The main dialect groups of Spanish are:
- Peninsular Spanish
- Castilian Spanish
- Andalusian Spanish
- Mexican Spanish
- Central American Spanish
- Caribbean Spanish
- Andean Spanish and Pacific Spanish
- Colombian Spanish
- Peruvian Spanish
- Bolivian Spanish
- Chilean Spanish
- Rioplatense Spanish
Historically, and perhaps extremely marginally to this day, there was also Philippine Spanish.
There are a number of other schisms within the Spanish-speaking world that don’t align so neatly with these boundaries:
- Voseo, tuteo, ustedeo
- S-aspiration in Spanish (common in southern Spain, the Caribbean, the Cono Sur, and other parts of coastal South America)
- Yeísmo and lleísmo (and variations in the pronunciation of the ⟨ll⟩ digraph, whether merged or not with ⟨y⟩)

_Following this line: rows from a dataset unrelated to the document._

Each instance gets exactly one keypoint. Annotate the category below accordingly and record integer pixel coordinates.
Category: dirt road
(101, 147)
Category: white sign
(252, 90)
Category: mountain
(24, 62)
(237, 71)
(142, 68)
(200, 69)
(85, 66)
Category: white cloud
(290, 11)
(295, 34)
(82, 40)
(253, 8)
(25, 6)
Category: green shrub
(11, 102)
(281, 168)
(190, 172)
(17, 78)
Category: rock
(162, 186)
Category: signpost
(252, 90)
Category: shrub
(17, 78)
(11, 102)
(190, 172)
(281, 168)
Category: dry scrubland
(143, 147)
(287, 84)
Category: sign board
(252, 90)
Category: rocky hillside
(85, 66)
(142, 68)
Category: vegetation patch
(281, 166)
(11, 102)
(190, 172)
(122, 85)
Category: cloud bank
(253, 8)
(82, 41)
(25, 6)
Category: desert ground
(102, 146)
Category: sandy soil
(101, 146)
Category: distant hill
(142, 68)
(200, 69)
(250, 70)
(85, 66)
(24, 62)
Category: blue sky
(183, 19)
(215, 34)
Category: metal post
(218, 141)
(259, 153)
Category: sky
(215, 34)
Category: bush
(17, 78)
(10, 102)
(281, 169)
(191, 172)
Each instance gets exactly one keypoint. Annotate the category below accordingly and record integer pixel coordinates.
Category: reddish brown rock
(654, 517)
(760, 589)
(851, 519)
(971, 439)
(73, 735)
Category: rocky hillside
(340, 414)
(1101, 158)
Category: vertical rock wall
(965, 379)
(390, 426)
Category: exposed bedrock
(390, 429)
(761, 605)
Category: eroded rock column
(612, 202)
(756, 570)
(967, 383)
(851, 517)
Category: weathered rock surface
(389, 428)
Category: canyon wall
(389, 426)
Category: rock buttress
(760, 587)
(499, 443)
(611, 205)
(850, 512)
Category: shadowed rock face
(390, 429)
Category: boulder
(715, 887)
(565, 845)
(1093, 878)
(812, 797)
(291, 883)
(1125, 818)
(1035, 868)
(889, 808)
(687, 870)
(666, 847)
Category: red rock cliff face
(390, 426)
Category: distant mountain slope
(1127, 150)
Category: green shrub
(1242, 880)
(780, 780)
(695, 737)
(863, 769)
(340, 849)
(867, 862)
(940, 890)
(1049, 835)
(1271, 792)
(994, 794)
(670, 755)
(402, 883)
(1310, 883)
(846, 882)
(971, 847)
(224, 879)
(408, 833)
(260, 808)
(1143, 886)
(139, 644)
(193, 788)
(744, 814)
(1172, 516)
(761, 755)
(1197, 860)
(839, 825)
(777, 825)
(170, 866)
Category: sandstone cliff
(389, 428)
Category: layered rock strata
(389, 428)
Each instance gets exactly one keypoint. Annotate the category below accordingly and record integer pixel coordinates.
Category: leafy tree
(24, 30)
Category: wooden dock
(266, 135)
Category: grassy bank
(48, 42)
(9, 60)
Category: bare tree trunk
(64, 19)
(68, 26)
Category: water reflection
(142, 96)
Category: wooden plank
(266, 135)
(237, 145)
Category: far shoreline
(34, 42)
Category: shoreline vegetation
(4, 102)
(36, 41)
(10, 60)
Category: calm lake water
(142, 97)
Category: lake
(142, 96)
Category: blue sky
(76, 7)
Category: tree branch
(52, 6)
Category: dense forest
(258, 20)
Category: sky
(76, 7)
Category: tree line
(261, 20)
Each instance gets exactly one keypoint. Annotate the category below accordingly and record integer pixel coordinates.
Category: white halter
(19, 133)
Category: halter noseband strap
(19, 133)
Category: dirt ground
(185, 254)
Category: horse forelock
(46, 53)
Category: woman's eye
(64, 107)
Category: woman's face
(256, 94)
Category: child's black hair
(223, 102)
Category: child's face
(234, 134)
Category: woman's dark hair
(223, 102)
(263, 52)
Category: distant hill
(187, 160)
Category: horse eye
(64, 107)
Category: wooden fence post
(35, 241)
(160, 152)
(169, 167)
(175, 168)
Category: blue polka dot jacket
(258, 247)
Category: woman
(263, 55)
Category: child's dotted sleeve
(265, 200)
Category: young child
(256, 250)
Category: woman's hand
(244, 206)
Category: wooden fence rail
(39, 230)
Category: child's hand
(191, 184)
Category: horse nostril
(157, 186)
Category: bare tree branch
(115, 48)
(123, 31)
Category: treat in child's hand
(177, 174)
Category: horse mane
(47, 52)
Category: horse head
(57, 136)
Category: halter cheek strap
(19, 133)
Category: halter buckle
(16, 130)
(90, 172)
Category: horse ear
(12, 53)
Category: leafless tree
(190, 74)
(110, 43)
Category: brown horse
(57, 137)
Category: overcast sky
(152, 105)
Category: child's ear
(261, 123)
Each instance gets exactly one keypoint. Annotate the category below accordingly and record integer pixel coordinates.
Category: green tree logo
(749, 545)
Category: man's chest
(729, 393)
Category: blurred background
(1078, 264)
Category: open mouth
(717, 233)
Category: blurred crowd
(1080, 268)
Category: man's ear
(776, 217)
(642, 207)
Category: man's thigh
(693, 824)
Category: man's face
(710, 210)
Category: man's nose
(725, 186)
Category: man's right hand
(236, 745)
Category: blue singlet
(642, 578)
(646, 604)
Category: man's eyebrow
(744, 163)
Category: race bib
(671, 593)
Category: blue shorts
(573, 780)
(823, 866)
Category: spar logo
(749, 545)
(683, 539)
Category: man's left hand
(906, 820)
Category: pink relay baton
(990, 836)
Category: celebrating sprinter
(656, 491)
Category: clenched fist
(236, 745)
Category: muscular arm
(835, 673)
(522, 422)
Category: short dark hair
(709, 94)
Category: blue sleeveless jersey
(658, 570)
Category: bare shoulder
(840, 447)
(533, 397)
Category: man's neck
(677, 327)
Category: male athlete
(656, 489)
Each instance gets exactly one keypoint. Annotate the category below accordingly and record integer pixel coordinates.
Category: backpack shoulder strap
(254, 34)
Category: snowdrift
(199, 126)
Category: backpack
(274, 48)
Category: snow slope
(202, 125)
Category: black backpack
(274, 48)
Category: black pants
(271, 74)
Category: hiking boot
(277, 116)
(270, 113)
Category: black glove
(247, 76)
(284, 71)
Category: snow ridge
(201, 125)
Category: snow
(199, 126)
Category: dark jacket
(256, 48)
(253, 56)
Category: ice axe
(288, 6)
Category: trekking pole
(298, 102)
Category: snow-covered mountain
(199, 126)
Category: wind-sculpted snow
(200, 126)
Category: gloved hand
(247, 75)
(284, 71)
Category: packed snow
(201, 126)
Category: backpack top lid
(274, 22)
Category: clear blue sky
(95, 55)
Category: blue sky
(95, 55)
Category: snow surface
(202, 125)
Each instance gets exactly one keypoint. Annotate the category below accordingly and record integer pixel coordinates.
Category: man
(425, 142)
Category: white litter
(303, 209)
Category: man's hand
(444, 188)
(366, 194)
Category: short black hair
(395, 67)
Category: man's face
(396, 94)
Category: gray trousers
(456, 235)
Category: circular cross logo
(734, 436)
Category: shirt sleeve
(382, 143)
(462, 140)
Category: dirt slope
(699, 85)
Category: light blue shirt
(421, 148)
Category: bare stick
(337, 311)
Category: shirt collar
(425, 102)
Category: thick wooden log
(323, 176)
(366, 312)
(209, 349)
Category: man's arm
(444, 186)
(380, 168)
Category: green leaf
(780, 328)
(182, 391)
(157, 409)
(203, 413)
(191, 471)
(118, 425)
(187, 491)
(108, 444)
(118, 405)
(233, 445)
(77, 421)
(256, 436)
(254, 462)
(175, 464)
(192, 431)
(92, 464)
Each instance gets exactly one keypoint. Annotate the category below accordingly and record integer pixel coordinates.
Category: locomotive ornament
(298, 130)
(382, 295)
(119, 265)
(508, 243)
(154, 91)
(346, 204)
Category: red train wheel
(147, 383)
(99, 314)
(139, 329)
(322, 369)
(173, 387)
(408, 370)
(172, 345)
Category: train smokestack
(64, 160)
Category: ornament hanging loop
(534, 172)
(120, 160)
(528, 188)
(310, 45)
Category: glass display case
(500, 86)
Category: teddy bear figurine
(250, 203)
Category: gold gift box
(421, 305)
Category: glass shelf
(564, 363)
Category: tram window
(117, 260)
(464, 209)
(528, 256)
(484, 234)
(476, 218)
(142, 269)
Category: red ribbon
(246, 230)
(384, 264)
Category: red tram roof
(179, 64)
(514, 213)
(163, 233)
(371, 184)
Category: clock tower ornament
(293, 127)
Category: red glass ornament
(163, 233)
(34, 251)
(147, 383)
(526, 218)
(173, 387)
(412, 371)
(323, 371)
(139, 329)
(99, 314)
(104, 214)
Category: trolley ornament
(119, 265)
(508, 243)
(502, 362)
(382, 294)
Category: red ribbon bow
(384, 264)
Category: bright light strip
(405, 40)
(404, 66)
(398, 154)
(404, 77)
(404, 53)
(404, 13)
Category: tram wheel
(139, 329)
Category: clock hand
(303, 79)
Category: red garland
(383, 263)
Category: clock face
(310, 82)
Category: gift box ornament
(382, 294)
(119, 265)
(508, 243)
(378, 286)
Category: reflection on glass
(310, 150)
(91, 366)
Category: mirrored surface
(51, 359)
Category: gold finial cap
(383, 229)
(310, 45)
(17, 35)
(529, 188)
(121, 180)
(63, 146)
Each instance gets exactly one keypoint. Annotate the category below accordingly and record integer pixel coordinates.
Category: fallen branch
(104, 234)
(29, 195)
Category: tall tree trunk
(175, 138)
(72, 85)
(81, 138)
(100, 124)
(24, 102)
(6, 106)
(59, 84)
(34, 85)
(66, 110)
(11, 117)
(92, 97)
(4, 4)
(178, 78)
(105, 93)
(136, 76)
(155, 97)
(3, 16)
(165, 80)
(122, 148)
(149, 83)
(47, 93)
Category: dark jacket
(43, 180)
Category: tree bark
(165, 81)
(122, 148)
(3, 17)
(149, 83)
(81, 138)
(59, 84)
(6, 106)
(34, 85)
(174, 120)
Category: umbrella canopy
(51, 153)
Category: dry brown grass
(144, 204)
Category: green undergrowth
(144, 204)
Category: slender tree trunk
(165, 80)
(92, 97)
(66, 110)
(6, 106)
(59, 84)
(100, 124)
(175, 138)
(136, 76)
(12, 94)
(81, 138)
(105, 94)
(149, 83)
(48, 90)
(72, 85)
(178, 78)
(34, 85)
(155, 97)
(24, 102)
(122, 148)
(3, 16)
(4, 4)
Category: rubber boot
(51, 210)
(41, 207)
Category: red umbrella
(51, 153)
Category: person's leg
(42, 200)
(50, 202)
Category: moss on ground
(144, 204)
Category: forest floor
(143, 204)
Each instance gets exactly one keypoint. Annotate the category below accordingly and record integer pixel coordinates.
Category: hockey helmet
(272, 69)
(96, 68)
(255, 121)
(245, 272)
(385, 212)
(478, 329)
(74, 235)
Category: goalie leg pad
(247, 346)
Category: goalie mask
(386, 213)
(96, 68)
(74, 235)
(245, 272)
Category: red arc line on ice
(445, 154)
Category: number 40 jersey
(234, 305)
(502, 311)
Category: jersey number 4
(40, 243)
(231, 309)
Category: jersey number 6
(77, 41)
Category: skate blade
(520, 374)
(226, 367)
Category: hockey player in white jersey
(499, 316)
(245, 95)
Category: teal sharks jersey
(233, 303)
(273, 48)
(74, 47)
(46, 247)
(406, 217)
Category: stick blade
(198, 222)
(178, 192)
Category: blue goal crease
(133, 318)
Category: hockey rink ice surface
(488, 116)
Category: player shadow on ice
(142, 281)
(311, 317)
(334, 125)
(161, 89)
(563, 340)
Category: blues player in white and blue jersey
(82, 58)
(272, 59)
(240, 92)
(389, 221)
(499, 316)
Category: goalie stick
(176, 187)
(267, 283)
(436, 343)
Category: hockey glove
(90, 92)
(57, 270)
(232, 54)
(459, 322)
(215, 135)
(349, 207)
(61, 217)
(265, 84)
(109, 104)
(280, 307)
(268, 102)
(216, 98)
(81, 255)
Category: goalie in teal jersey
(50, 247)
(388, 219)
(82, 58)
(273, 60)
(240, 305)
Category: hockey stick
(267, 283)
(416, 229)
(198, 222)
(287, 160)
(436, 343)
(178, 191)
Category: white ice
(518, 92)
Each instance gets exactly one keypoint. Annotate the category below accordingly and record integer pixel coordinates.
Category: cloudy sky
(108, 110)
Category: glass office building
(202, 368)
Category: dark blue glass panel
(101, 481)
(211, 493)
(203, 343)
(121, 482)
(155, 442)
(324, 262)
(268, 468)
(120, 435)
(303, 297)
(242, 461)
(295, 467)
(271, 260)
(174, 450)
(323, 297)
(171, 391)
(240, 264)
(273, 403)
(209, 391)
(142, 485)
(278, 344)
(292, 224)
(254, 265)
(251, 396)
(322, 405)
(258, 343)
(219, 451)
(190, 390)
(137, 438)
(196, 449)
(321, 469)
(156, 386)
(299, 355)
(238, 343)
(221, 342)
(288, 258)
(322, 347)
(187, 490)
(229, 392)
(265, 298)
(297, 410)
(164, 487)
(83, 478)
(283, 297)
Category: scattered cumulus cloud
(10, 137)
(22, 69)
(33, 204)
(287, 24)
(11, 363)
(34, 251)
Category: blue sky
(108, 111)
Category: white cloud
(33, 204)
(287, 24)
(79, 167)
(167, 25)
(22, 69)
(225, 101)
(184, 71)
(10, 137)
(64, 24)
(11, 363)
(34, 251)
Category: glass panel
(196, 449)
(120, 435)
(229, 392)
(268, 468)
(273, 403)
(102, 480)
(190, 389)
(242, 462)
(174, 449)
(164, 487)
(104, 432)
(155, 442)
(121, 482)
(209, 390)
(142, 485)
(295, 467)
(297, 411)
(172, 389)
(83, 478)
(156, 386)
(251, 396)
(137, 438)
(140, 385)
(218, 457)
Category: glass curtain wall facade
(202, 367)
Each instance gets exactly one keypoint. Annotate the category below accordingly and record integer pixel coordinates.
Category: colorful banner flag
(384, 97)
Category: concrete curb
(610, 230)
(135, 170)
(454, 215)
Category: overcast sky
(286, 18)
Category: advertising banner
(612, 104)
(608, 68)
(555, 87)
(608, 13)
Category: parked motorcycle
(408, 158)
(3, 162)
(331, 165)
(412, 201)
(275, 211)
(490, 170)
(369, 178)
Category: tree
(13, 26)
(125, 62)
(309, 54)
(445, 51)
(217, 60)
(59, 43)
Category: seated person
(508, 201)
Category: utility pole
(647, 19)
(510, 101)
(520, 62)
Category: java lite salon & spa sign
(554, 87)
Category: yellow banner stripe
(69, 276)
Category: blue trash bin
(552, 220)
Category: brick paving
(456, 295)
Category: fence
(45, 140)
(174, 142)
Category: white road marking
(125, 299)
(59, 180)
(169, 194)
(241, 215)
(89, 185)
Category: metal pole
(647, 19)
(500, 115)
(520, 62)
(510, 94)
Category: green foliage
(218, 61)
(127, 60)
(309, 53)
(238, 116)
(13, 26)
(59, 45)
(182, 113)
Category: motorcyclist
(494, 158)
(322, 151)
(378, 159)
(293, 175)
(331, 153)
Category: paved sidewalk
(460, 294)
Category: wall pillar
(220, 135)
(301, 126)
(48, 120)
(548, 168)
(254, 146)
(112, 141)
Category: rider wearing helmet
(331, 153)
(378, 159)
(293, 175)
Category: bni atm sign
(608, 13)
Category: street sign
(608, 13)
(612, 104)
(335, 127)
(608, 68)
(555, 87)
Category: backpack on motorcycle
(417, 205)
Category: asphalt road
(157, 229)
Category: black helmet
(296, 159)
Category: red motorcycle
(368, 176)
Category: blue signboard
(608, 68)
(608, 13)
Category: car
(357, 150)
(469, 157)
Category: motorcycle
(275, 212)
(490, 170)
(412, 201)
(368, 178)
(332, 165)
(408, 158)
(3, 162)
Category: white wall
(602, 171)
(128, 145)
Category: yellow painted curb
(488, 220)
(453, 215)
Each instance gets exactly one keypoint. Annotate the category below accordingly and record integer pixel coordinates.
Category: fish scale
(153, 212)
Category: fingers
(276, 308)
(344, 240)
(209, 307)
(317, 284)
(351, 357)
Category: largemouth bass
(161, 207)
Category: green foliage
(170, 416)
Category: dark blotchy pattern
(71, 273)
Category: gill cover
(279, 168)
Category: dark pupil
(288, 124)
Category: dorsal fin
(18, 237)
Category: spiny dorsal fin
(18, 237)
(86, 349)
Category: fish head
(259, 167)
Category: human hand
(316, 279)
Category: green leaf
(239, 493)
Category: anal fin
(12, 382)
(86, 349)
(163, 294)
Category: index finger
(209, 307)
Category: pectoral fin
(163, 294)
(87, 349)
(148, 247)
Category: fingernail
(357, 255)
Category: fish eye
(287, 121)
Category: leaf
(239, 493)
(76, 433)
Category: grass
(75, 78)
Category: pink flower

I started learning Spanish when I started at university, and I persisted with it so long that I ended up making Spanish Studies my major (and did an honours year too!). I’ve continued to work at it, incrementally, in the years since then, although I have to admit I’ve done a lot more reading than writing, speaking or listening. By the CEFR scale, I would estimate my reading ability to be C1 level (I can read novels, and back during my honours year I read a looooot of academic papers in Spanish), my writing to be B2, but my speaking and listening to be B1. I find it a lot easier to chat to people whose accents don’t aspirate ⟨s⟩ than people whose accents do 😛 I also feel I have a much larger passive vocabulary than active, so (if I understand the accent) I can understand more than I can say, at least fluently/off the cuff.